Krewson v. Purdom

11 Or. 266 | Or. | 1884

*267By the Court,

Watson, C. J.:

This is an action for damages for the conversion of six hundred cords of wood. It was brought against a sheriff and his deputy, the respondents here, for seizing the wood under a writ of attachment against the property of a third person. In addition to the denials, the answer of the respondents contains an attempt at justification under the attachment as a separate defense. This defense does not set forth that the defendants in the attachment were the owners of the wood, or had any interest therein, or allege any facts from which such ownership can be inferred. It merely avers the levy upon the property of the defendants in the writ.

The appellants moved to strike out the entire separate defense as being frivolous, irrelevant, etc., but the motion was denied.

Afterwards, at the trial of the cause, James Ward, a witness for the respondents, was allowed, in answer to questions propounded by them, and against the appellants’ objections, to testify to declarations of one Gothardi, made after he had parted with all interest in and possession of the wood in controversy, to the effect that he cut the wood for Aulauff Bros.—the defendants in the attachment—and that it belonged to them. There was no proof of any fraud on the part of the appellants in the transactions through which they derived their claim to the wood. These rulings of the lower court present the only important questions to be determined.

1. We think the court below erred in overruling the motion to strike out. The attempted defense under the attachment proceedings is fatally deficient in not alleging that *268Aulauff Bros., the defendants in the writ, has some interest in the wood, subject to the levy.

The allegation that the property was levied upon under the writ “as the property” of the Aulauff Bros, is not sufficient. (Richardson v. Smith, 29 Cal., 527; Barley v. Cannon, 17 Mo., 595; Tronson v. Union Lumbering Co., 38 Wisc., 202.)

And as without such an averment it tendered no material issue in the case, it was clearly irrelevant, and the motion to strike out was the proper remedy. (Civil Code, 74; Clark v. Jeffersonville, etc., R. Co., 44 Ind., 248; Littlejohn v. Greely, 13 Abb. Pr., 311.) Still, it does not affirmatively appear from the record that the verdict, which is a general one, was found upon the material issue tendered by this defense, and we should hesitate to reverse the judgment on this ground alone.

It may have been found upon the valid issue as to title . in the appellants, and we should rather presume that such was the fact in support of the proceedings below: It seems to us that the appellants have not preserved their objection so as to avail themselves of it on this appeal.

2. We think, also, that the admission of Ward’s testimony as to the declarations of Gothardi was error.

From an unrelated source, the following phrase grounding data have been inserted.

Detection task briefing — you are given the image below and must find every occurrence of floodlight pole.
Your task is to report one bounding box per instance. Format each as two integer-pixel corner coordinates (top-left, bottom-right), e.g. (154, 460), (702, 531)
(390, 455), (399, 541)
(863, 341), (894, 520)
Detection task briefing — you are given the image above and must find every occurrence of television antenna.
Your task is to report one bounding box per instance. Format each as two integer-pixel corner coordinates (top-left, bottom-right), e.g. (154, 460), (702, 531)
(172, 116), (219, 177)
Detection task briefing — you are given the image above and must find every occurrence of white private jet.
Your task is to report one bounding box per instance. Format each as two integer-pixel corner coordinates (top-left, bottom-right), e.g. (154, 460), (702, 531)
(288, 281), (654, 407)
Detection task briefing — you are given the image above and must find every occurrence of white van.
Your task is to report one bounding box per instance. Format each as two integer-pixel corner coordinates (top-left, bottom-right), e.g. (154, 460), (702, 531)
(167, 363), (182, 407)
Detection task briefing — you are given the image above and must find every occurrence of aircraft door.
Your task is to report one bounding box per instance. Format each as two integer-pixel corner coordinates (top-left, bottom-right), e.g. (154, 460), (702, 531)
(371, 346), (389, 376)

The bill of exceptions in the ease professes to give all the evidence in substance that was introduced at the trial, and we can discover no fact or circumstance in the testimony of any witness as it is certified to in such bill which tends to establish fraud or collusion between Gothardi and the appellants affecting in any manner the title to the wood in controversy. It is not necessary to cite authority to show that the declarations of a vendor, after he has parted with his interest and possession, in the absence of any proof of fraud or collusion, are inadmissible to impeach the title of his vendee. The *269admission of such declarations depends upon peculiar and exceptional circumstances which are shown by the bill of exceptions not to have existed in the present case.

It follows from the foregoing views, that the judgment of the circuit court must be reversed and the cause remanded for a new trial.